The aim of this project is to implement an optimizing compiler of SMPL language. The entire project is built from scratch, including the lexer and the parser.
The compiler should generate an SSA-based IR, and it should perform optimizations such as copy propagation, common subexpression elimination, and dead code elimination.

Note: this project is a WIP

Implementation

- Generating SSA-based IR

This step involved generating SSA-based IR of the given input program while leaving out arrays and functions. Optimizations such as copy propagation and common subexpression elimination are performed on the fly while generating the IR.

  1. Building a recursive-descent parser

    Based on the given grammar, I first built a simple recursive-descent parser for a subset of the language.

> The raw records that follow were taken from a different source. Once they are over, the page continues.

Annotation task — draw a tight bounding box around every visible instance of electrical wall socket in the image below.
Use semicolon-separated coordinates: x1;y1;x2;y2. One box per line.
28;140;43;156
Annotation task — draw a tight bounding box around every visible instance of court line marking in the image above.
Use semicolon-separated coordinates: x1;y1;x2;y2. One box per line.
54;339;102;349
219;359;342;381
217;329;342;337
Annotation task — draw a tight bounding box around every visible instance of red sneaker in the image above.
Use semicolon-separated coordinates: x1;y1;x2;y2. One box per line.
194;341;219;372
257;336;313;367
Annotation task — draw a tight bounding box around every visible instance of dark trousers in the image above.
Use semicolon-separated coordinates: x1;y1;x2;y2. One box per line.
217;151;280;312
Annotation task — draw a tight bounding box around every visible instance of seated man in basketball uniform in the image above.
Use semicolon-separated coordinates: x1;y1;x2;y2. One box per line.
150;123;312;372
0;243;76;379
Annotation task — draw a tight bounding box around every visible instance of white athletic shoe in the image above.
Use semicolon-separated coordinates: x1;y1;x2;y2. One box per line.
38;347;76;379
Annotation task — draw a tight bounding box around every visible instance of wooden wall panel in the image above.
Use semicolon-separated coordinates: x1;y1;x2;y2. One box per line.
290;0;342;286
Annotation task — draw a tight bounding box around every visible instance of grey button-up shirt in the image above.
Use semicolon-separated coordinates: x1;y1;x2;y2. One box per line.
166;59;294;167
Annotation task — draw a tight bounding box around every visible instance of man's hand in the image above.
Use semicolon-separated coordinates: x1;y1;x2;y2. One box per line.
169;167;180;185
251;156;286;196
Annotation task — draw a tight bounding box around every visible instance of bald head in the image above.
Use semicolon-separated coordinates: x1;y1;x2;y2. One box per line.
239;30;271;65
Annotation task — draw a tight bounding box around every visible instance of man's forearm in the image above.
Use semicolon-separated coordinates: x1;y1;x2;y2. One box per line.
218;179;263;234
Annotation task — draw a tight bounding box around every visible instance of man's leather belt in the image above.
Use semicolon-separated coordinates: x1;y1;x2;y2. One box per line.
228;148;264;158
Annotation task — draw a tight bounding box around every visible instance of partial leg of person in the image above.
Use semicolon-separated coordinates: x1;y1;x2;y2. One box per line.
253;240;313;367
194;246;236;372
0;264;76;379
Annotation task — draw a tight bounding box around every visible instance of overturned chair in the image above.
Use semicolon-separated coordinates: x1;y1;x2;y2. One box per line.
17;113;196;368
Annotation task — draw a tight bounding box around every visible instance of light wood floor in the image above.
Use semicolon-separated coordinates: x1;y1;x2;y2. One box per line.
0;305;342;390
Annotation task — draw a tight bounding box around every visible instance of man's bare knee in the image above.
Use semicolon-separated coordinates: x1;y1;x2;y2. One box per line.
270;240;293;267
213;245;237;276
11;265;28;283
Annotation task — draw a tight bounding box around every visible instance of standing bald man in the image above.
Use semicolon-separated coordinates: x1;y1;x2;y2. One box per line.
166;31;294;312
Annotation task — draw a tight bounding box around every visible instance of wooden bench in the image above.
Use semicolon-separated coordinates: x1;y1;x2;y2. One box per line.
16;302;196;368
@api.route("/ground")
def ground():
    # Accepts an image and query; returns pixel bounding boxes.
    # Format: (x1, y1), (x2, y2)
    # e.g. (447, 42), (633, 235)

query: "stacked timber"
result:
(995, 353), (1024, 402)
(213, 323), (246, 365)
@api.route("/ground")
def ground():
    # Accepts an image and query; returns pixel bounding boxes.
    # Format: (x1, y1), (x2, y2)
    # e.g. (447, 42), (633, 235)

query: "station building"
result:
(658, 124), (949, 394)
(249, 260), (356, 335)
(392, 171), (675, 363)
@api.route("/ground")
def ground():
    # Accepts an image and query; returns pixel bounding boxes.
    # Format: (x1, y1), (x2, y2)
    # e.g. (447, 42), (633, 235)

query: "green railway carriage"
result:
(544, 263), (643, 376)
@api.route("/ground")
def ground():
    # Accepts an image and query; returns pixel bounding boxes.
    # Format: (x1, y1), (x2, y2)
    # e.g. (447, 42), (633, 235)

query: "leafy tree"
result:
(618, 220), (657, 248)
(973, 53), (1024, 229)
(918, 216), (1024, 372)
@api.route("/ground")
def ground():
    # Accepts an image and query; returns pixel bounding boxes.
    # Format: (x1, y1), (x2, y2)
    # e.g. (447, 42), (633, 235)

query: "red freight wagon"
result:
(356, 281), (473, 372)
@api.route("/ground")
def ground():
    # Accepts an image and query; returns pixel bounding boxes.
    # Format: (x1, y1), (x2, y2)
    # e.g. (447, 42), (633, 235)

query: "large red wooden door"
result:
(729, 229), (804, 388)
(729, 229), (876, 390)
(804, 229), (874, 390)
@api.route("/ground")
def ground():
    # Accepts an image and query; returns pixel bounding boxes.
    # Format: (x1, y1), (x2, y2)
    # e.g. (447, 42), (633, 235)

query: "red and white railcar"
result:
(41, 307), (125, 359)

  2. Performing optimizations

    While parsing, the copy propagation and common subexpression elimination optimizations are applied on the fly. To achieve this, I build the dominator tree as I parse the input and before converting any statement into its equivalent instruction, I first check if either of the optimizations can be applied.

    The output of this step is best visualized once the IR Visualization tool is built.

- Building an IR visualization tool

The in-memory data structure of the previous step stores all the information required to build a visualization of the control flow graph (CFG) of the program.

In this step, I simply walk the IR generated and transpile it into DOT language and use graphviz to visualize the CFG.

IR Visualization of a sample program
Optimized IR visualization of a program (Instr for 10 - z is reused)

- Adding array operations

In this step, I extend the compiler to include array operations. These operations also undergo common subexpression elimination to eliminate any redundant loads.
One important point here is to include kill instructions every time a store is performed. This is important as it ensures that the correct value is used every time an array element is accessed.

IR Visualization of program with arrays
IR Visualization of array operations

Note: the kill instructions included here are just for debugging purpose

- Adding support for user-defined functions

After adding array operations, I added support for user-defined functions.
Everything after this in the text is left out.